This concludes the lab. Final topology looks like following

Note: This lab is not depend on previous labs.

LAB4 – GCP FQDN Based Egress Security

This lab will demonstrate how to provide Fully Qualified Domain Name (FQDN) based Egress Filtering security using Aviatrix. Only those FQDNs will be allowed which are permitted in the configured policy.

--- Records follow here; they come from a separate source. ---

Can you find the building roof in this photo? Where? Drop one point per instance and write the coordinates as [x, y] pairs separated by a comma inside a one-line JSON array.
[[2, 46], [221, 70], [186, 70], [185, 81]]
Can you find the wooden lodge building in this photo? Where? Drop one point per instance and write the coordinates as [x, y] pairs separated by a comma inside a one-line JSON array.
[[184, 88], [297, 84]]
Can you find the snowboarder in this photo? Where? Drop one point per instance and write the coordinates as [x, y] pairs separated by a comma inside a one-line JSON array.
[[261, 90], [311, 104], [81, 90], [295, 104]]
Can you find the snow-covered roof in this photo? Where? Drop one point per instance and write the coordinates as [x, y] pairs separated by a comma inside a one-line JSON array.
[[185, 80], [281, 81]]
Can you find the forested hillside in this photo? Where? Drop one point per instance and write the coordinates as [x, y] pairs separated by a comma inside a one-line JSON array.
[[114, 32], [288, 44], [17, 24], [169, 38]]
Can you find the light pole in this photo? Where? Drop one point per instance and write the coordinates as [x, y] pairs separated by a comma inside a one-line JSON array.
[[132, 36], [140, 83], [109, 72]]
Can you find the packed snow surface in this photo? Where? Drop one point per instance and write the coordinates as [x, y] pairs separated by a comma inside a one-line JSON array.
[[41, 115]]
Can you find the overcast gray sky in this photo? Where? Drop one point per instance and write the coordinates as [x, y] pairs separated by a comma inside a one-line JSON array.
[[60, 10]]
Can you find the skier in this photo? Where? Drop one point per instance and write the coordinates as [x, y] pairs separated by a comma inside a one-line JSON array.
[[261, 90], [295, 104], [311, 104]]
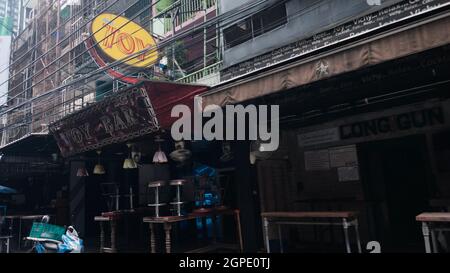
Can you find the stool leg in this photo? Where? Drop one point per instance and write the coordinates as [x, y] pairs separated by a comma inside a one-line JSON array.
[[358, 239], [152, 238], [102, 237], [433, 241], [168, 229], [157, 202], [347, 240], [426, 237], [280, 237], [266, 234], [113, 236]]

Egress FQDN Filtering Overview

Aviatrix FQDN Egress is a highly available security service specifically designed for workloads or applications in
the public clouds.

Aviatrix Egress FQDN Filtering is Centrally managed by the Aviatrix Controller and executed on Aviatrix FQDN gateway
in the VNET/VPC/VCN in the distributed or centralized architecture. All the internet bound traffic (TCP/UDP
including HTTP/HTTPS/SFTP) is first discovered and based on the results admin can create egress filters using
whitelist or blacklist model.

Egress FQDN filtering allows organizations to achieve PCI compliance by limiting application’s access to
approved FQDNs. This is a common replacement for SQUID proxy type of manual solutions. There are several
ways to deploy Egress FQDN filtering depending on requirements.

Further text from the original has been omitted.